NICK KOKONAS: Well you know, eight weeks ago, 12 weeks ago, we didn't do any carry out. We left that to all of the third party delivery folks, and we did business intelligence and reservations as a platform for restaurants in 28 countries. When we saw this coming, we very quickly adapted our data structures, and our kitchen pacing, and the advanced hospitality features we had to do an elevated style of carry out, because we knew that this would be a lifeline for many restaurants. Since then, we've onboarded over 1,200 restaurants in five weeks. We have a staff of 100 people. When I say they're working 24 hours a day, we all look like this.
It's not good. We are working 24 hours a day to help restaurants literally all around the world. We have clients in Germany and Australia. But every day, over 120 new restaurants, wineries, pop-ups, food trucks. We're starting to talk to retailers about doing reservations for shopping. And it's really all about this concept that timeslot management is critical, and it's been critical for the restaurant industry in ways that they perhaps didn't understand 10 years ago, and now it's more critical than ever. And so we charge a flat 3%, and it's incredibly more economical than the third party delivery apps.
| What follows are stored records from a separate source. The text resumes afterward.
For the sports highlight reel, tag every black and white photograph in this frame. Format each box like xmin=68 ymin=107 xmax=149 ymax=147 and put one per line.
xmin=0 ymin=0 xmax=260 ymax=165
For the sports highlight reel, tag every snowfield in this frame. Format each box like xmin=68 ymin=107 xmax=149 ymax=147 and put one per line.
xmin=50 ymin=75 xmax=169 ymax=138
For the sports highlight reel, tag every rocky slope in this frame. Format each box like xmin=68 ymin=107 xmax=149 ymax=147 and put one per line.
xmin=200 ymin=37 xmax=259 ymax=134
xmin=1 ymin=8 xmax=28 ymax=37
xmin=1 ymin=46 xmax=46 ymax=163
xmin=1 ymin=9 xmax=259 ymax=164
JEN ROGERS: And talking about those economics, cities like San Francisco are starting to get involved and see if maybe they can cap those. I think people now as they want to save their local restaurant are realizing how expensive these are, but can you stop the Google's or the DoorDash's from going and, you know, scraping the information and setting stuff up? I mean, is this--
NICK KOKONAS: Yeah, I mean, look--
JEN ROGERS: Is it harder for you to plan?
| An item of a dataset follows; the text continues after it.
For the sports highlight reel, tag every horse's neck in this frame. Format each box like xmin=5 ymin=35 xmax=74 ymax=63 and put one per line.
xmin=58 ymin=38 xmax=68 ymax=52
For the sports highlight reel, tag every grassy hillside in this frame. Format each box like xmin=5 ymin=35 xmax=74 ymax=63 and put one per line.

NICK KOKONAS: I mean, a couple of weeks ago, Yelp scraped information on my restaurants, and it took me about three tweets to shut down their entire operation countrywide, because they were doing a terrible GoFundMe campaign. The answer is yes, you can stop that. And I'm actually against those caps. You know, if someone has a great service and wants to charge 30% of gross and a restaurant gets involvement in it, and they know what it is, and they feel like it's worth it, great. That's great. I don't think it should cost that much. We've built the service that we think is superior that only charges 3%, but I don't know that like there is a right amount to charge.
What I do know is that a lot of hidden fees, predatory sort of practices like, you know, scraping the data or creating fake phone numbers for restaurants. That's terrible. That should be regulated or at least as a as an industry, we should be on top of that. And that's really the ethos of why I started this. I didn't want to start a tech company in 2014. I felt like I had to, because my own restaurants were being taken advantage of in the same way.
JEN ROGERS: Nick Kokonos, it's always good to talk with you. Tock CEO--
NICK KOKONAS: Nice to see you.
JEN ROGERS: --so much more. Yeah, thanks so much.